Friday, September 16, 2016


A big part of my investment plan, for the remainder of this year and for 2017, is to bolster middle of the month income.  Currently my portfolio churns out 291 dividend payments per year, with the majority of cash coming in at the beginning and end of each month.  This week's purchase of CHI gives me 4 monthly dividends on the 15th of each month with some quarterly dividends paying on the 15th throughout the year.  So it's a simple matter to boost mid month cash flow by purchasing additional shares of CHI, MAIN, JMP and IGD.  I also plan to buy more shares of CSX which pays quarterly on the 15th.  While it really doesn't matter when I get paid, I just like the idea of a nice stream of cash coming in all month long.

That being said, I have no intention of ignoring the rest of the month.  The purchase of CRF stock for my Roth account this week will significantly boost end of the month income.  I also plan on purchasing shares of CLM  for the Roth account, another end of month paying stock.  Both of these funds have an extremely high dividend yield, so they're great for collecting cash payments, but I won't reinvest the dividends.  I believe you should not reinvest dividends in any fund who's payouts include a large portion of "return of capital."  However, funds like UTG who's dividend is a payout from earnings, it's perfectly O.K. to reinvest the dividends.

Completed three of the thirteen stock purchases from my list for 2017.  I'm getting a little ahead of the game, but I can always add to the list or buy additional shares in current holdings.  One stock I'm very interested in is Prudential Financial (PRU).  They have a low price to earnings and a decent history of increasing dividends since 2002.  They're a bit pricey, at a little over $79, compared to stocks I usually buy, but I think they're worth it.  Then too, they're not a holding of any of the funds I currently own, so there would be no overlap in investment.  I'm not terribly concerned about investment overlap, since individual stocks can outperform funds who hold shares of their stock.  However, it's nice to have some stocks that are not widely held.  
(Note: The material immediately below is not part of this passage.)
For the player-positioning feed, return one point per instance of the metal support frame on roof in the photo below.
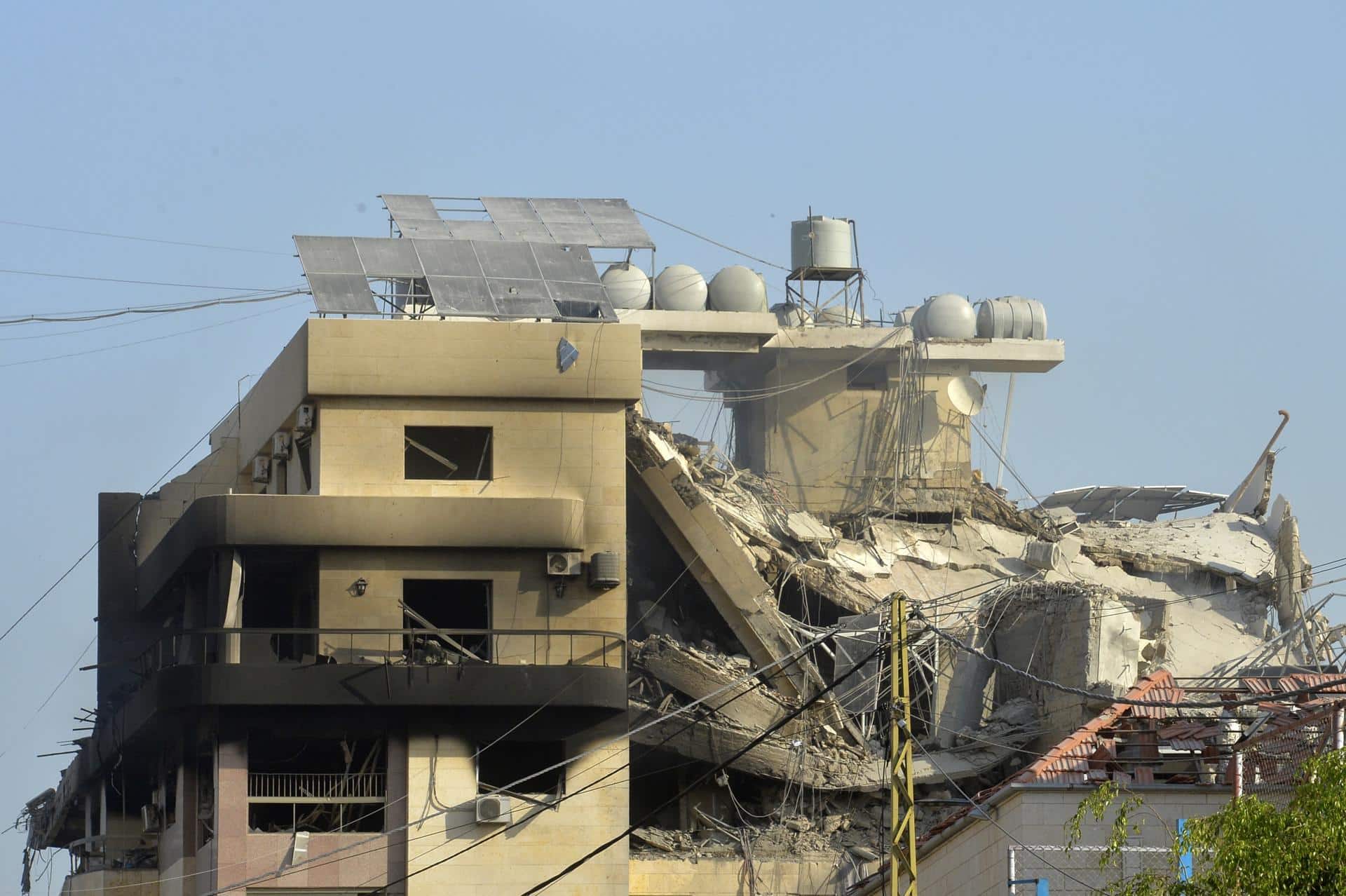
(454, 278)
Tuesday, September 13, 2016


I mentioned in a recent post that I already had a strategy in place to deal with a stock market correction, since I've been thinking some type of correction was imminent.  

My old strategy was to stop purchasing any shares until the market leveled off, then purchase as many shares as I could while it was down and on the way up.  I never sold shares unless they stopped paying dividends, not even in the crash of 2008.  I also continued to reinvest all dividends on the way down and on the way up.  This worked out well for me before, even in 2008.  As the market recovered, I ended up with more money in my investment portfolio than I'd ever had before.

However, this time around I decided to play things a little differently.  I'll still hold all current shares, but I will be looking for new stocks to buy and purchasing additional shares of current holdings even as the market drops.  To help offset the loss in value of investments, I have stopped reinvesting all dividends and will collect all payments in FDIC insured interest bearing accounts until price per share of my current holdings drop below my average price per share.  As soon as the share price is below the average price I paid per share, I'll start reinvesting the dividends to add more shares and reduce my average prices.  I figure as long as the price is lower than the original price I paid for the stock, I'll be lowering my cost per share by reinvesting the dividends on the way down and on the way back up.  I've already initiated this plan, in view of last Friday's big drop in the stock market and the further slide yesterday and today.  I'll let you know how it works out.

Some good news to report.  Since the money I transferred from my taxable account to my Roth IRA wasn't available to invest until today, I picked up shares of CRF, TROW and CHI at much lower prices than I expected, so the dividend yield and increase to monthly cash flow are much better than I expected.  Then too, the stocks I sold in my taxable account to fund this purchase have since dropped dramatically, so just by chance, the timing was in my favor.  If the trades are settled by the 15th, I should see dividend income from these purchases by the end of this month.